President Doctors Association of Kashmir (DAK) Nisar-ul-Hassan told Kashmir Reader that CCAs are ambulances which can transport a patient with a feel-at-hospital condition without impacting the condition of the patient.
“But unfortunately, the critically ill patients are being transported in ambulances that are as good as trucks. A critical patient if shifted by hospital authorities to other hospitals here, a driver driving the ambulance is expected to take care of the patient,” says Hassan.
He says that a ‘golden hour’ is lost while ferrying critical patients to hospitals and when they reach hospitals, doctors declare them brought dead.
As per the guidelines set up the Ministry of Health and Family Welfare, the ambulances need to have a Basic Life Support (BLS) and must carry equipment and medications as per requirement of treatment protocols and meet any international standard for ambulance supplies specifications.
However, in clear violations, the ambulances available at these hospitals and even other hospitals in Srinagar and elsewhere, the ambulances are not following any of such guidelines. An official of Lalla Ded hospital put it like this: “A passenger vehicle can be treated as an ambulance here if it is coloured white and fitted with a couch inside and siren atop over it.”
The guidelines further say that the ambulances must have a trained paramedic accompanying the patient and also making it mandatory to have all the necessary equipment for the basic, advanced and cardiac life support system.
Besides, it says, an ambulance should be air conditioned and have crash-resistant cots, airway, ventilation, oxygen and suction equipment that consist of portable oxygen with a minimum 350 liter capacity, an in-ambulance oxygen system with a minimum 1200 liter capacity and other emergency equipment.

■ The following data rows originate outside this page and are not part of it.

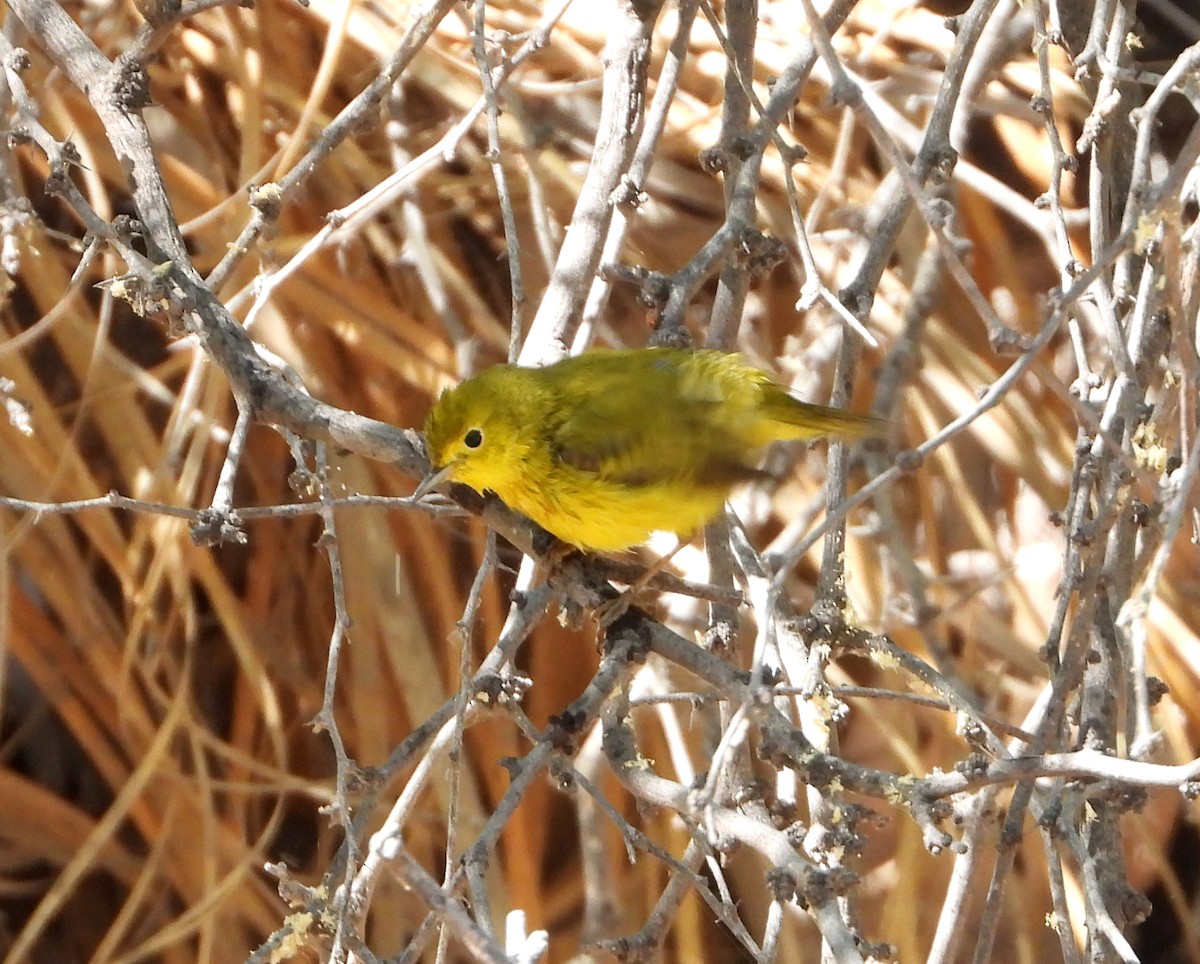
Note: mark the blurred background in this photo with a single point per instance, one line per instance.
(157, 695)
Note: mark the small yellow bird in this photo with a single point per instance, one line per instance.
(604, 448)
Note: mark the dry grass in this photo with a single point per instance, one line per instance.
(157, 694)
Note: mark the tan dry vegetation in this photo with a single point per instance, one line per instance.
(157, 694)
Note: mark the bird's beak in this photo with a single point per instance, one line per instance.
(432, 481)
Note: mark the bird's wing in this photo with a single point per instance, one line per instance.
(651, 423)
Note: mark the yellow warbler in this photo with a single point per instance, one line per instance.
(605, 448)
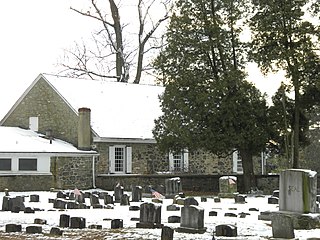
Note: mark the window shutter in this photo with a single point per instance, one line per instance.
(129, 159)
(171, 166)
(111, 159)
(185, 161)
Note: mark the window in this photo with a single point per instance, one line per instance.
(27, 164)
(237, 162)
(5, 164)
(178, 161)
(120, 160)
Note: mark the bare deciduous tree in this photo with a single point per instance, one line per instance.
(114, 48)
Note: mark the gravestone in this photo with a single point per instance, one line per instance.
(64, 220)
(167, 233)
(173, 187)
(116, 223)
(108, 199)
(77, 222)
(118, 192)
(13, 227)
(227, 186)
(136, 194)
(298, 190)
(226, 230)
(282, 226)
(124, 201)
(150, 216)
(192, 220)
(34, 198)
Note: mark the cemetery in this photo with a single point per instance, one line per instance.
(291, 212)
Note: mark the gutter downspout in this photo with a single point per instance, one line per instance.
(93, 172)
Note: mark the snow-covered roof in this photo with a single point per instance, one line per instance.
(18, 140)
(118, 110)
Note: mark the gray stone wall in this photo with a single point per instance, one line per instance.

Hassan further says that ambulances that are not even good for the transported simple patients are being used to ferry critically ill-patients where the attendants of patients are watching their relative dying in front of their eyes while the patient is craving for emergency aid.
“On many occasions it has happened and is still going-on without anyone being held responsible. Had there been CCAs fitted with necessary equipment available, we could have saved numerous lives,” he said.
A proposal that 25 CCAs would be placed along the Srinagar-Jammu Highway and other accident prone areas after every 30 km distance was put forth by authorities few years ago, but the proposal is biting dust somewhere in the government offices.
Accepting that there is lack of CCAs in its hospitals, principal GMC, Dr Samia Rashid told Kashmir Reader that they are in touch with higher officials for acquiring more vehicles for their hospitals.
“We had two CCAs available but both of them developed some fault. Currently we are managing it, but we are in touch with higher officials (for acquiring more CCAs for their hospitals),” she said.
One CCA ambulance that principal said was damaged due to floods in September 2014, is yet to be restored. “We have another CCA ambulance but that is functioning partially,” she added.
Director Health Services Kashmir, Dr Saleem-ur-Rehman says that a total of five CCAs are currently functioning at “strategic locations” in the Valley.
“But they are not enough. We are acquiring more CCAs and soon going to make available at all our district hospitals. Currently, we have CCAs at Kreeri, Bijbehara, Srinagar, Anantnag and Baramulla,” Rehman said.